The National Post’s Don Martin dismisses the official government line on the Gay Pride/Diane Ablonczy/Brad Trost affair—i.e., that Ablonczy wasn’t “demoted” for funding the parade in Toronto, just reassigned due to unrelated events—as “barely plausible.” We have no idea what to believe about all this, frankly. But we certainly agree with Martin that it’s odd Trost’s comments have been allowed “to stand without comment” from the PMO, and disappointing that a capable minister like Ablonczy has yet again been left to twist in the wind.
Compounding our inability to know what to believe, The Globe and Mail’s Adam Radwanski suggests Trost might have been “fully authorized to slag Ablonczy in public, in hope of appeasing … social conservatives” over funding Toronto’s Pride parade, or Ablonczy’s LGBT photo-op, or whatever it is they’re supposedly enraged about. The problem with that plan—and it’s a whopper, as Radwanski says—is that far more people know about it now than ever did before. Thanks to David Akin and an unidentified “little birdie,” they now also know that the government is positively lavishing gay and lesbian events from coast to coast with taxpayers’ cash. That doesn’t mean this wasn’t some kind of Machiavellian scheme, of course. Remember: these people are idiots. But if it was, it was certainly an epic failure.
In the Post, William Watson says between the Bank of Canada, the C.D. Howe Institute and “a large number of [other] private-sector economic forecasters,” there’s no real reason we should need Parliamentary Budget Officer Kevin Page to critique the government’s economic forecasts. In theory, we could be convinced of this argument. But the whole point of establishing the PBO was to enhance government transparency, not Bank of Canada transparency or independent think-tank transparency. Procedural wrangling aside, it says here the all-party consensus against Page is proof positive that the transparency problem still exists, and still needs solving. The Toronto Star’s James Travers is, as one might expect, considerably more sympathetic to Page and his office. Unfortunately, he doesn’t really have anything novel to say about it.
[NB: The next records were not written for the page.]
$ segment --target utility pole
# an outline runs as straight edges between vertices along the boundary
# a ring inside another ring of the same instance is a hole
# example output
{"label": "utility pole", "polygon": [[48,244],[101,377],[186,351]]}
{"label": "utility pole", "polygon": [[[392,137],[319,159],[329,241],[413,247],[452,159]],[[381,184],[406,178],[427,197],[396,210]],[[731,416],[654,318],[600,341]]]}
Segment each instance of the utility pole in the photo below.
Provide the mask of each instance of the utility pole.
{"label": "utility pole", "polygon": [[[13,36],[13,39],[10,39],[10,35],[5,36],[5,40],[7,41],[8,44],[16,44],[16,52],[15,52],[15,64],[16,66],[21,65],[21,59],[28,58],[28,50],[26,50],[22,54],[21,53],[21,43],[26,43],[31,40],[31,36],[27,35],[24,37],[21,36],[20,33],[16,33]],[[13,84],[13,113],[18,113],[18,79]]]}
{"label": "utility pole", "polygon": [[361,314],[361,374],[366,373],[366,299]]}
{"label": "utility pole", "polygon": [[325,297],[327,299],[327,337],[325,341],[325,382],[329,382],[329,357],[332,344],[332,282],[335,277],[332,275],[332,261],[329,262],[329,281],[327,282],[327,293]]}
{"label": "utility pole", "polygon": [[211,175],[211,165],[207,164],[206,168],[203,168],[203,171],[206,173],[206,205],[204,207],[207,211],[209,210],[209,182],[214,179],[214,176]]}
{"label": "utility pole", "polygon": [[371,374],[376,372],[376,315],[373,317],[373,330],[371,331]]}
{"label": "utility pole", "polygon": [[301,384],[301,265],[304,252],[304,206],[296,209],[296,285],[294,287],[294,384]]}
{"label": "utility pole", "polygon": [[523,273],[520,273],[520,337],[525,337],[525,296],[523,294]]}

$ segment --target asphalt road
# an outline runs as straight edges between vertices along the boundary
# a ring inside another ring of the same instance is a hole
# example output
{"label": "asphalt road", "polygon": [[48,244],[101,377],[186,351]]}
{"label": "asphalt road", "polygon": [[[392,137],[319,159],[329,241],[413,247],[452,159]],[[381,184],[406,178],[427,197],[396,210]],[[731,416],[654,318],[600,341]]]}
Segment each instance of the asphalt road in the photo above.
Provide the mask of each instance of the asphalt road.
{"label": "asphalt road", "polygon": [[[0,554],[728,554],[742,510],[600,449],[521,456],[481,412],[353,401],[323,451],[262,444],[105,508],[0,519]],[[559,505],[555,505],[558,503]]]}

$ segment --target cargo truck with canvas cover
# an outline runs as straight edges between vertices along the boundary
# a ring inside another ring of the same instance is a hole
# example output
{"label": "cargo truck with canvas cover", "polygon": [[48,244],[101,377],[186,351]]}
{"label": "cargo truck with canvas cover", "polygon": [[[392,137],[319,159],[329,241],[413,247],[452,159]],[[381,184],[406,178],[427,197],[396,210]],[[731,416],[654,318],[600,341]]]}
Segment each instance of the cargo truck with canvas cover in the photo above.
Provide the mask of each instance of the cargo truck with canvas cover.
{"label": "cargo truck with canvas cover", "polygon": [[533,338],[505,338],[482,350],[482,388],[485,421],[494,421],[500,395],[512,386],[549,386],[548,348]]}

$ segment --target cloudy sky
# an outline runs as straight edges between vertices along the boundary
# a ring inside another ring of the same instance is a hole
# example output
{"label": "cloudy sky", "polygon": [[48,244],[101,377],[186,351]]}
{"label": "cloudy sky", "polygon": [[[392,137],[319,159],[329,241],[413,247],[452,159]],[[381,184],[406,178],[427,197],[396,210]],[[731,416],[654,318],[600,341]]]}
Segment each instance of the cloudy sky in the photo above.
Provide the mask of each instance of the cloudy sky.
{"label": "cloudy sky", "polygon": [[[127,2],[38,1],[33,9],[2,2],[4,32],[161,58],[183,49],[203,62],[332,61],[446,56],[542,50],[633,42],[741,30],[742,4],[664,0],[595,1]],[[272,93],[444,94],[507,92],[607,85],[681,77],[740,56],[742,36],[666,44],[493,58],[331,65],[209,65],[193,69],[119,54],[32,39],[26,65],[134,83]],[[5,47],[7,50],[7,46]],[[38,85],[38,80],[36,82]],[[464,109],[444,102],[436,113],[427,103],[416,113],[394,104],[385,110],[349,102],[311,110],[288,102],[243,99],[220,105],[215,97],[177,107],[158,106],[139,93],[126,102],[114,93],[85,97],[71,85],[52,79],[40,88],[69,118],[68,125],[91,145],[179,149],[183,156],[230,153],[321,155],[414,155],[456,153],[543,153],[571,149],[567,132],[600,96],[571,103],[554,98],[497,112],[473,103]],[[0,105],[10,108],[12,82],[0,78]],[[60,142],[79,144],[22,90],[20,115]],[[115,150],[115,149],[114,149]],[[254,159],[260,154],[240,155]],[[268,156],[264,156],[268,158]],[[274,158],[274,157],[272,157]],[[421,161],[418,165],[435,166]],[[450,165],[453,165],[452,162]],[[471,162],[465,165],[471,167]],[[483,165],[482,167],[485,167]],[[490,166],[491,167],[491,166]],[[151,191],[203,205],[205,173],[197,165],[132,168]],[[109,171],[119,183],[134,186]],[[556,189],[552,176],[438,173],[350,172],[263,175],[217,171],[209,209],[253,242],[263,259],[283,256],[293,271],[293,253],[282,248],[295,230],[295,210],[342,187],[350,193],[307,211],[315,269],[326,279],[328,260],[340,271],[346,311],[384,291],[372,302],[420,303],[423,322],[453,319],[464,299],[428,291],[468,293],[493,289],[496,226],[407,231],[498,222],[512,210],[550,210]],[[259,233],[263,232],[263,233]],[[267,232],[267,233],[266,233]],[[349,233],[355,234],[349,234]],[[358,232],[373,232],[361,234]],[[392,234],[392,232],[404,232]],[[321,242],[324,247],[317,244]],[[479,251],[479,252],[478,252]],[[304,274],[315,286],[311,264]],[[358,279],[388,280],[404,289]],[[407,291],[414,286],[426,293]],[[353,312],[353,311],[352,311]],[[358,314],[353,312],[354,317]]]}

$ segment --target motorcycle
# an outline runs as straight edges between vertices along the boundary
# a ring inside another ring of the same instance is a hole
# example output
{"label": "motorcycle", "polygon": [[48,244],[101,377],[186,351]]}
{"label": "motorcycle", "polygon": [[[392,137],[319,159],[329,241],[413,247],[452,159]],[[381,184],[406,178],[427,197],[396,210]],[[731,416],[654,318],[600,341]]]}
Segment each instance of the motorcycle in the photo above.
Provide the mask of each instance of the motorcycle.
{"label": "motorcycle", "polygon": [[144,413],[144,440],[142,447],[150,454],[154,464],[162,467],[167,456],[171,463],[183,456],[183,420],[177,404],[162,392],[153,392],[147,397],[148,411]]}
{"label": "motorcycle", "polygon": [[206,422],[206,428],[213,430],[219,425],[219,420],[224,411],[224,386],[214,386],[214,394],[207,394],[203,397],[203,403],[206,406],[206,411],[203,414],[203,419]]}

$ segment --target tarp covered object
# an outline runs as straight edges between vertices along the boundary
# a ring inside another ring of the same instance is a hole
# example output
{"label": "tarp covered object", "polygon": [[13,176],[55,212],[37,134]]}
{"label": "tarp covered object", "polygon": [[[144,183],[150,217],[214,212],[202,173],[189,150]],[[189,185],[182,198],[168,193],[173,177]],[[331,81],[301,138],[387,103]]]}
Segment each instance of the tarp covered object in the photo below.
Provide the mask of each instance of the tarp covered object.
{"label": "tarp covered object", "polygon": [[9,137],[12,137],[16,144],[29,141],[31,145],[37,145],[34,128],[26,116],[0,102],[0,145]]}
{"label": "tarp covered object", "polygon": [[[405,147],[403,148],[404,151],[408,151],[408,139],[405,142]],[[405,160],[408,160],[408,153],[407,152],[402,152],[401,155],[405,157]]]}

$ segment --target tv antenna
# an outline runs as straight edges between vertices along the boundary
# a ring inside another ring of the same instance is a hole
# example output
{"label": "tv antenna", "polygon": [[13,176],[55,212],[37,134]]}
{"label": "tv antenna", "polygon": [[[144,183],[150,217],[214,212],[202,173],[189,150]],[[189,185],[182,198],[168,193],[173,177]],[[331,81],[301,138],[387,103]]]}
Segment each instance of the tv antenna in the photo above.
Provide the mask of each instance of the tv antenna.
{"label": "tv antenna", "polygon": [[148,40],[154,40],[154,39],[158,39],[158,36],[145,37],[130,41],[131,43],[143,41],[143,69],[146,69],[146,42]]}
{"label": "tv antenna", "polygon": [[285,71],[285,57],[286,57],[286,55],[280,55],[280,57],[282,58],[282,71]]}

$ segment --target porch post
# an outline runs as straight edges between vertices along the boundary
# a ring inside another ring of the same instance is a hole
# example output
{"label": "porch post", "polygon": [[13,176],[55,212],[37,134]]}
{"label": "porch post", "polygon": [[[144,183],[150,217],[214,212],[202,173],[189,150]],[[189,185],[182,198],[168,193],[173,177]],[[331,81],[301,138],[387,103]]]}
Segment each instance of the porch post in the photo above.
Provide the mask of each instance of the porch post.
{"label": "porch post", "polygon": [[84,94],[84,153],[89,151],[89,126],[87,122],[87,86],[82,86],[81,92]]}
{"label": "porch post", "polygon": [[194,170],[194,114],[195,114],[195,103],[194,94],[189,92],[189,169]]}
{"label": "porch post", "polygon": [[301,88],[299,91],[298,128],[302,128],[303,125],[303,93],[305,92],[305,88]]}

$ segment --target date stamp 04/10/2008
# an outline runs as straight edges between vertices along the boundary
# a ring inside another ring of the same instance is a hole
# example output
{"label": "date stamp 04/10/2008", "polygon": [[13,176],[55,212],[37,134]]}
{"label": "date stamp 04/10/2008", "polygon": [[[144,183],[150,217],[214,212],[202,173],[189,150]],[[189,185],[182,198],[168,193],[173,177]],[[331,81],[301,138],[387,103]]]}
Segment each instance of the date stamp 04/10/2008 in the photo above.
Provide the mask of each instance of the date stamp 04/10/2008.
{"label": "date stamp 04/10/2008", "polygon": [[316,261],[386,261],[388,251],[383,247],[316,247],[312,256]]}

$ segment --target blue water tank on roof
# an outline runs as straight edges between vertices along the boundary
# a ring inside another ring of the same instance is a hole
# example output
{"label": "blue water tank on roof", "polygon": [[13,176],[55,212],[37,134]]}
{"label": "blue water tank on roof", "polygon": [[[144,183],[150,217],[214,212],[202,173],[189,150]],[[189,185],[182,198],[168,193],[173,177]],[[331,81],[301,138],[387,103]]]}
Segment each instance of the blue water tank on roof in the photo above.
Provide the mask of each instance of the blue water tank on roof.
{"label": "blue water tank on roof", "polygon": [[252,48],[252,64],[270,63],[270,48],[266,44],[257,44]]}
In the Halifax Chronicle-Herald, the Fraser Institute’s Niels Veldhuis and Amela Karabegovic warn the newly created Employment Insurance working group against radically increasing the system’s generosity, “the end result [of which] will be a significant and permanent increase in Canada’s unemployment rate.”
Briefly, and well worth reading: in Maclean’s, far and away the best thing Mark Steyn has ever written about the free speech/human rights commissions debate; Lawrence Martin, in the Globe, on Stephen Harper’s grandfather’s disappearance in 1950; and the Gazette’s editorialists blaming “military incompetence” for the death of a Snowbird pilot in 2007.
Bad, G8-related advice
The Toronto Star’s Haroon Siddiqui rather extraordinarily insists Stephen Harper must either “fall in line with Obama” on every significant issue of the day or publicly justify his deviation. Were we annexed by Washington in the dead of night? Why weren’t we told?
The Star’s Bob Hepburn, meanwhile, wants these G8 summits abandoned forever because they never accomplish anything. Instead, he wants much, much bigger meetings of world leaders, presumably because adding more people and disparate opinions to committees always leads to quicker and more important consensuses.
Duly noted
The Globe’s Marcus Gee reads the mid-garbage strike temperament of Torontonians much as we do: “it’s a pain, but we’ll live.” (Well, actually, for us apartment-dwellers it isn’t even a pain!) Not to say people aren’t suffering—daycare users and those robbed of their summer jobs in particular—but Gee believes mayor David Miller is winning this fight comfortably.
The Edmonton Journal’s Graham Thomson argues Ed Stelmach’s no-new-taxes-as-long-as-I’m-Premier proclamation, combined with his theatrical rescinding of a new liquor tax, may well be good short-term politics. But one of three unpleasant outcomes nevertheless lies at the end of his strategy: abandoning his pledge, cutting spending or racking up even bigger deficits. “Albertans are grown-ups; we understand the future is impossible to predict,” the Journal’s editorialists chime in, arguing he “could have mused about keeping options open and changed the subject” rather than tempting fate.
In appropriately decrying the media’s excessive obeisance to Michael Jackson, the Globe’s Margaret Wente twice gives the proverbial finger to his children, insisting there’s no possible way Jackson could have been their biological father. We would refer Ms. Wente to the case of the one-white one-black fraternal twins as evidence that the skin colour of children born from mixed-race couples is a bit of a genetic crapshoot, and not just like mixing paint.